Passwords phased out as passkeys take over amid security concerns

Jakarta, CNBC Indonesia - Microsoft is phasing out traditional password-based account access. The company announced it will no longer authenticate via SMS and is set to remove the feature soon.

Microsoft explained the removal is due to the authentication method being a source of fraud, according to Tech Radar on Sunday (31 May 2026).

No timeline has been given for the phased removal. However, Microsoft stressed that passwordless, secure, and user-friendly authentication will be implemented.

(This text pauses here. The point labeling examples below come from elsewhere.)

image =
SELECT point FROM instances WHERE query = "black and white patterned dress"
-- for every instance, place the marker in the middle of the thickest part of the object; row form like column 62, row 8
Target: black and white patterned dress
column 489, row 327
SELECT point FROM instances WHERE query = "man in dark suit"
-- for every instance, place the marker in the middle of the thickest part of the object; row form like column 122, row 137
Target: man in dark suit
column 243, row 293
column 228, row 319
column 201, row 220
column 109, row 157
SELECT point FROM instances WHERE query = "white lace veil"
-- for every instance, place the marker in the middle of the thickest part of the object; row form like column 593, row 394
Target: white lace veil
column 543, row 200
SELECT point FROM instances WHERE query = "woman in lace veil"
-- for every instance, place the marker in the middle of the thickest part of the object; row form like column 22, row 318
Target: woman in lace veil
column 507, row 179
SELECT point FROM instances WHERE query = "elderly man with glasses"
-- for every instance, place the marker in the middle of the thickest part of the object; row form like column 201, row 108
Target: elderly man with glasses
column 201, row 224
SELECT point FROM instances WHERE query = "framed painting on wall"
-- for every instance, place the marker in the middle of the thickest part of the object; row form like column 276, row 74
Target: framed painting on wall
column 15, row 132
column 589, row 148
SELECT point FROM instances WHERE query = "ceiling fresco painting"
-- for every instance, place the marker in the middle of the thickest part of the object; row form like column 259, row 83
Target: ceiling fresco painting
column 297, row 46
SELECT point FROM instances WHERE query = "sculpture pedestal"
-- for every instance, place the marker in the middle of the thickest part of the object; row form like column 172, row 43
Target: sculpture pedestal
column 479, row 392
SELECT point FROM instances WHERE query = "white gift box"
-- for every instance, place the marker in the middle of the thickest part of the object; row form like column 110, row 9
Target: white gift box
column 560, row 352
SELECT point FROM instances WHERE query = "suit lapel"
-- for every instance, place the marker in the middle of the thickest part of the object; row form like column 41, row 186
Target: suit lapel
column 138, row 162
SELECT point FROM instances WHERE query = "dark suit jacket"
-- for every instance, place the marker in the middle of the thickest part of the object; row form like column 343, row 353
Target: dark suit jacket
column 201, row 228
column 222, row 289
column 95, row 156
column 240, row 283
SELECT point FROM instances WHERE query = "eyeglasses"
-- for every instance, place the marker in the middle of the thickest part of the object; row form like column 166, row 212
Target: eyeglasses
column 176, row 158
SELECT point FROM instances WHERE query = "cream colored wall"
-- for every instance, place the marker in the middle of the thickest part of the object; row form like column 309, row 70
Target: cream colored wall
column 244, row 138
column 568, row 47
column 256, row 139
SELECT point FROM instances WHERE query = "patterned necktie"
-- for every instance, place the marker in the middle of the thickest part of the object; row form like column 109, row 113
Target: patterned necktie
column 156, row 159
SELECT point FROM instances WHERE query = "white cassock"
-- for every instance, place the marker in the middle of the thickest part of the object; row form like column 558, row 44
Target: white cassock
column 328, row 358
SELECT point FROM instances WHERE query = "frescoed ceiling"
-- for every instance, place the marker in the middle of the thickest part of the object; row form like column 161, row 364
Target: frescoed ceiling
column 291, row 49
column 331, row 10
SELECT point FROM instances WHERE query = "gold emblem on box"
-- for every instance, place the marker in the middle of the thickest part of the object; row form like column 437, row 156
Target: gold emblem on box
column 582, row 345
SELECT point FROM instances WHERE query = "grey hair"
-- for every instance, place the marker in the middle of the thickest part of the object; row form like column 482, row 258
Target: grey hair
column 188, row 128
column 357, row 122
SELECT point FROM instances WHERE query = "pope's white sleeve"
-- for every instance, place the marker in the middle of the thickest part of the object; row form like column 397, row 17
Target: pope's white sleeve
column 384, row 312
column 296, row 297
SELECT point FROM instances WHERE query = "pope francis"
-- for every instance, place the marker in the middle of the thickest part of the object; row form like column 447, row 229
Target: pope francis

“Switching to passwordless accounts, access keys, and verified emails helps you stay ahead of evolving threats while making account access simpler and smoother,” Microsoft stated.

Typing passwords or OTPs risks being forgotten or stolen. Passkeys work differently, using cryptographic keys stored on devices and services.

Devices verify the correct key upon login via fingerprint, facial recognition, or PIN.

Passkeys are considered more secure as the secret key never leaves the device, making them immune to phishing and data breaches.

Many view passkeys as the superior replacement for passwords, but not all agree.

A 2025 SquareX study found vulnerabilities in the system. When biometric requests are made, the system treats them as security signals.

“Unknown to many, attackers can easily forge passkey registration and authentication by intercepting the passkey workflow in browsers,” said SquareX researcher Shourya Pratap Singh.

“Virtually all corporate and consumer applications, including banking and critical data storage apps, are at risk,” he added.